Uma empresa israelita identificada pelas autoridades francesas como tendo desenvolvido operações de influência digital em Angola encontra-se sob investigação em França por alegadas acções de interferência político-eleitoral, revelou o jornal francês Le Monde.
A empresa, denominada BlackCore, é apontada pela agência francesa Viginum — organismo responsável pelo combate à interferência digital estrangeira — como estando ligada a campanhas de manipulação de informação durante processos eleitorais em território francês.
Segundo o Le Monde, as conclusões preliminares dos investigadores indicam que a BlackCore integra uma estrutura especializada em operações de influência digital, recorrendo a redes de contas falsas, campanhas coordenadas nas redes sociais e outras ferramentas destinadas a moldar o debate público em diferentes países.
Nos documentos analisados pelas autoridades francesas, Angola surge entre os países onde a empresa terá desenvolvido actividades ligadas à gestão de narrativas políticas e influência digital.

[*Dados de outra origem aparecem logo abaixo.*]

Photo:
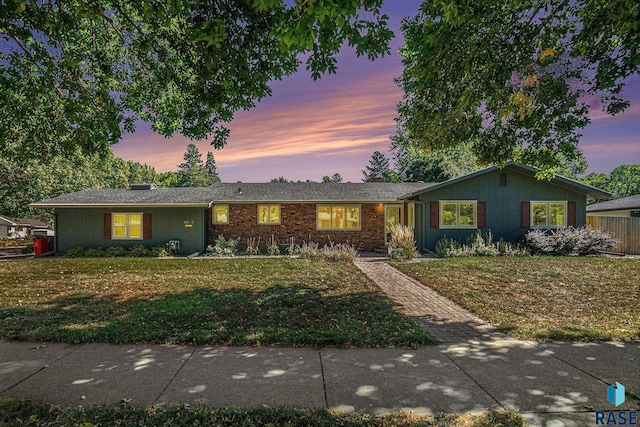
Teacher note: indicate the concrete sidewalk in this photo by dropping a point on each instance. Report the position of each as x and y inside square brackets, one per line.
[551, 383]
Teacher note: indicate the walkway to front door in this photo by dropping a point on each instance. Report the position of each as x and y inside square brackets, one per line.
[443, 319]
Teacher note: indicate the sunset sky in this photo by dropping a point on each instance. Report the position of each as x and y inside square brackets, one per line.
[308, 128]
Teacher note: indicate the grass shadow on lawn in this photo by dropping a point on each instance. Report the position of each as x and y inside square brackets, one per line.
[277, 315]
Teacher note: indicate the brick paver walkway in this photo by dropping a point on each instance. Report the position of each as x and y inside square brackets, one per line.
[440, 317]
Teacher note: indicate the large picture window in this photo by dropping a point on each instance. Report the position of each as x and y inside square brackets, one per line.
[338, 217]
[548, 214]
[268, 214]
[221, 214]
[458, 213]
[126, 226]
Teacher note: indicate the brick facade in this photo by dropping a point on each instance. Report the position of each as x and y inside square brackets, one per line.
[299, 221]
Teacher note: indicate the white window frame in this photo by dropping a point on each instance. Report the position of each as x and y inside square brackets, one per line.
[411, 214]
[127, 236]
[331, 206]
[458, 203]
[548, 203]
[213, 214]
[269, 206]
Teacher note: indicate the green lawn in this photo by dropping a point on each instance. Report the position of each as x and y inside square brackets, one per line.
[201, 301]
[20, 412]
[575, 298]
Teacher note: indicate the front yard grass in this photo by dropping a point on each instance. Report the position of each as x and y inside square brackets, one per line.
[201, 301]
[25, 412]
[574, 298]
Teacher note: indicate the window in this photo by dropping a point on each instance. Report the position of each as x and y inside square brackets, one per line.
[126, 226]
[220, 214]
[268, 214]
[338, 217]
[458, 214]
[411, 215]
[549, 214]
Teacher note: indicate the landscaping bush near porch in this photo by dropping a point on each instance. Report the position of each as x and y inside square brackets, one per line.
[575, 298]
[246, 301]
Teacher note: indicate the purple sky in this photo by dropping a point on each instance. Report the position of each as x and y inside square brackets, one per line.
[309, 129]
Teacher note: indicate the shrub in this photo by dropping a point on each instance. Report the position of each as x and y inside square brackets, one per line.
[137, 251]
[273, 248]
[568, 241]
[341, 252]
[403, 245]
[94, 253]
[292, 248]
[223, 247]
[74, 253]
[116, 251]
[478, 244]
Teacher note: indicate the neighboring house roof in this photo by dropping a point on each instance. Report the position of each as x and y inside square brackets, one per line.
[125, 197]
[631, 202]
[33, 223]
[237, 193]
[23, 222]
[5, 220]
[589, 191]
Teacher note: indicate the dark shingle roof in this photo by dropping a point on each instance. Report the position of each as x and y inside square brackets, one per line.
[238, 193]
[631, 202]
[314, 192]
[121, 197]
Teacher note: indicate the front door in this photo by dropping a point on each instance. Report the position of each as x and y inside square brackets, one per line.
[392, 216]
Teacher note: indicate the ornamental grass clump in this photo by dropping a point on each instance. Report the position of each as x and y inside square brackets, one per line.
[223, 247]
[479, 244]
[341, 252]
[253, 246]
[403, 245]
[310, 250]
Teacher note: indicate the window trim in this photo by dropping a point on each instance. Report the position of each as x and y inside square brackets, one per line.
[269, 206]
[127, 225]
[548, 211]
[411, 214]
[213, 214]
[473, 226]
[345, 206]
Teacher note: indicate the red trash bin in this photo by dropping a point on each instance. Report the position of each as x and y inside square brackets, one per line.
[39, 246]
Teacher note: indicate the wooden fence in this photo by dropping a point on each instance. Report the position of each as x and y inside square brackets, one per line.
[625, 229]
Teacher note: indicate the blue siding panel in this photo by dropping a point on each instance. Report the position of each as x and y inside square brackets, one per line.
[83, 227]
[503, 203]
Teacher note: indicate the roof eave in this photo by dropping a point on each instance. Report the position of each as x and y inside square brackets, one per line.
[117, 205]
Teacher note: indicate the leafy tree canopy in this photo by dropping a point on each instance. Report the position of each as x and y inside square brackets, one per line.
[623, 181]
[79, 73]
[507, 77]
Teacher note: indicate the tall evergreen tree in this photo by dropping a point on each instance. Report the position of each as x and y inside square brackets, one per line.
[212, 170]
[378, 168]
[336, 177]
[192, 173]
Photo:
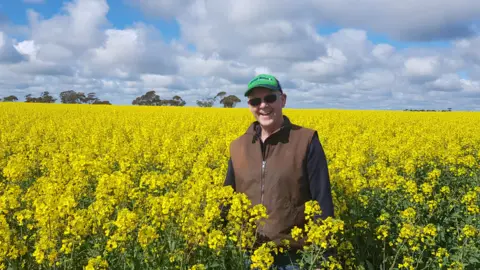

Embora o relatório não detalhe a natureza exacta das operações alegadamente realizadas em território angolano, a referência ao País despertou particular atenção junto dos investigadores.
As revelações surgem numa altura em que cresce a preocupação internacional com a utilização de empresas privadas para influenciar processos políticos, eleitorais e de comunicação estratégica em várias regiões do mundo, particularmente em África.
De acordo com o Le Monde, as autoridades francesas acreditam que a BlackCore poderá fazer parte de uma rede mais vasta de empresas e subcontratadas especializadas em operações de influência, circunstância que tem dificultado a identificação dos verdadeiros financiadores e beneficiários das campanhas sob investigação.
Fontes ligadas ao processo, citadas pelo jornal francês, indicam que os investigadores trabalham com a hipótese de existirem múltiplos actores envolvidos nas operações, incluindo estruturas tecnológicas privadas com capacidade para actuar simultaneamente em diferentes países.
Nos bastidores, o aparecimento do nome de Angola no processo francês está a gerar interrogações sobre a dimensão das operações de influência digital que poderão ter ocorrido no espaço político angolano nos últimos anos, sobretudo num contexto em que as redes sociais assumem um papel cada vez mais relevante na formação da opinião pública.
Até ao momento, não foram divulgadas conclusões públicas que permitam estabelecer qualquer impacto directo dessas alegadas operações nos resultados eleitorais angolanos. Ainda assim, o caso coloca Angola no centro de uma investigação internacional que está a expor os métodos utilizados por empresas privadas na nova guerra global pela informação.
A BlackCore apagou entretanto a sua presença digital após o início das revelações da imprensa internacional, enquanto as autoridades francesas prosseguem as diligências para determinar quem financiou e coordenou as operações atribuídas à empresa.
Recorde-se que está em curso, em Luanda, o julgamento de cidadãos russos acusados pelo Ministério Público de envolvimento em operações de influência política e comunicacional no País. Apesar de não existir qualquer elemento público que estabeleça ligação entre os dois casos, ambos expõem um fenómeno cada vez mais presente nos bastidores da política internacional: a utilização de estruturas privadas, tecnologia e campanhas digitais para influenciar percepções, agendas e narrativas políticas.